Suspirando e vendo que eu teria mesmo que procurá-lo (maldição, esse menino nunca tinha sido traquinas assim!), fechei a porta com vagar, ainda surpresa por ver todos os livros de volta no lugar, sem teias de aranha, sem cheiro de solidão. Não mais com aquela aparência lúgubre, aquele lugar já não me parecia uma imensa biblioteca que deixava adivinhar geometrias impossíveis.

Parecia apenas... Uma sala normal, em uma mansão totalmente normal. E isso me assustou, pois a mansão Sunderland era tudo, menos normal!

Prendi a respiração, porém, ao ter dado mais um passo e ter ouvido, subitamente, o som de uma respiração. Só podia ser Miles! Ele iria me pagar. Não o deixaria me dar um susto. Provavelmente, Emma quem armara tudo aquilo, e até convidara mamãe Irisa para tornar tudo verossímil...
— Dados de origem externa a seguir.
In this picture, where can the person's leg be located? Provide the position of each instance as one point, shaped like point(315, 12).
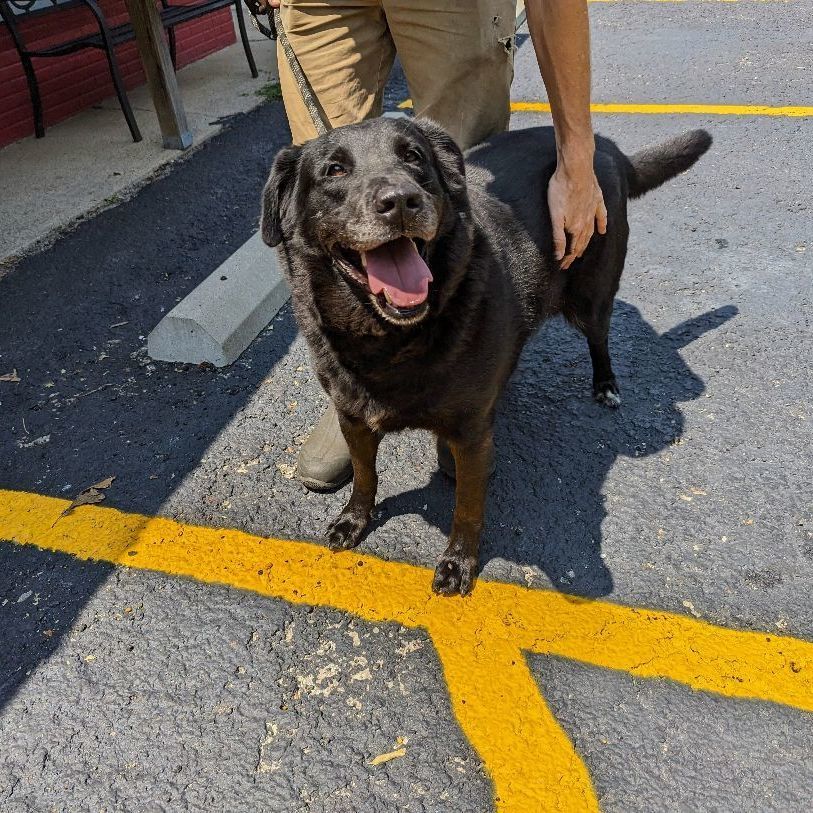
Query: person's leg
point(346, 54)
point(458, 62)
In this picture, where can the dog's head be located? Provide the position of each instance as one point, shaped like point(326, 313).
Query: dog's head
point(370, 203)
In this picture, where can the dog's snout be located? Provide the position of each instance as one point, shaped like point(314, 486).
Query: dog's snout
point(395, 202)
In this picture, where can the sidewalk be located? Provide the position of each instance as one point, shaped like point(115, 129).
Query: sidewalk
point(89, 161)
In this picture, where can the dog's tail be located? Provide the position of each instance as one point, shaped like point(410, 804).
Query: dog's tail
point(653, 166)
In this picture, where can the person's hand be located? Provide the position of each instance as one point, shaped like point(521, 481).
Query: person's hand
point(576, 209)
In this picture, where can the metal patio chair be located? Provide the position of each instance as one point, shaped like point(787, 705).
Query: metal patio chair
point(107, 38)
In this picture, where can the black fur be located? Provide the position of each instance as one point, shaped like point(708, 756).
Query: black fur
point(488, 243)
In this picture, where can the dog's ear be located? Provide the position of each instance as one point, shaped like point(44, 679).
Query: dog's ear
point(448, 157)
point(278, 196)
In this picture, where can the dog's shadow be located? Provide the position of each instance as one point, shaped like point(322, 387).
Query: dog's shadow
point(555, 446)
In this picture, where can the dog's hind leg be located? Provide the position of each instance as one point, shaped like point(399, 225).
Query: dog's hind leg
point(595, 324)
point(346, 530)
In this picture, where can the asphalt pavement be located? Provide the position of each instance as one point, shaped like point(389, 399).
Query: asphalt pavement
point(123, 688)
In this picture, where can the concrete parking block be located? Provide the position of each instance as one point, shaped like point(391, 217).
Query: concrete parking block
point(221, 317)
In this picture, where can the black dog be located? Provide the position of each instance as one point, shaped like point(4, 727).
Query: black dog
point(417, 280)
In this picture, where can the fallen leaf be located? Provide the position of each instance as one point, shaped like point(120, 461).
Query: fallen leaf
point(89, 496)
point(382, 758)
point(40, 441)
point(690, 607)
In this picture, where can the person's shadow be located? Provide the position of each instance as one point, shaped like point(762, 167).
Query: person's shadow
point(555, 446)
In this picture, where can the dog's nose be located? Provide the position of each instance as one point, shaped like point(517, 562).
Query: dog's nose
point(395, 203)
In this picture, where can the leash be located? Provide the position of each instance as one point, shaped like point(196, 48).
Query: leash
point(276, 30)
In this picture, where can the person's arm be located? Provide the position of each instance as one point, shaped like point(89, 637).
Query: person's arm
point(561, 36)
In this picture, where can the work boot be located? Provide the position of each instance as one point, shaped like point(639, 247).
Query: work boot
point(324, 463)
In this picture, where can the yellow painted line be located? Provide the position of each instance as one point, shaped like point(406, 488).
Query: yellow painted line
point(688, 2)
point(668, 109)
point(480, 640)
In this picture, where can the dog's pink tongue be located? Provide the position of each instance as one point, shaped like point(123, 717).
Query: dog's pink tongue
point(397, 269)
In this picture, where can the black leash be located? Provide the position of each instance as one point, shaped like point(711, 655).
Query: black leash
point(275, 30)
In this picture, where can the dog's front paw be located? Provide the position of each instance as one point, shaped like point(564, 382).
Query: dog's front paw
point(454, 574)
point(346, 530)
point(607, 394)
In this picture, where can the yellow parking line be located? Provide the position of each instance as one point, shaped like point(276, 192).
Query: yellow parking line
point(668, 109)
point(688, 2)
point(480, 640)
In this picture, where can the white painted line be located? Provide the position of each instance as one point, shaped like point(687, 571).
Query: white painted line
point(217, 321)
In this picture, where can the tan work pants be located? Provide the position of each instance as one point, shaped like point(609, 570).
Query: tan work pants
point(457, 56)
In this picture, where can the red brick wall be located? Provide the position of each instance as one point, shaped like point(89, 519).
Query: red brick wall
point(72, 83)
(Apesar de parecer totalmente ridículo, pois ninguém em apenas algumas horas transformaria radicalmente uma mansão daquele tamanho).

Percebi um par de figuras no divã vermelho que eu conhecia tão bem (e que não lembrava estar tão limpo e em perfeitas condições). Devagar, fui me aproximando. Ele não iria me assustar! Não mesmo!

...Porém, foi o que aconteceu.

Quando cheguei ali, ao lado do móvel, meu coração parou. Miles Baker estava dormindo, placidamente, sobre ele. Não mais vestia uma roupa negra e vermelha, mas sim, um conjunto muito semelhante àquele que estava usando até algum tempo atrás, mas sem o casaco e de uma cor branca, como a maioria da casa, agora.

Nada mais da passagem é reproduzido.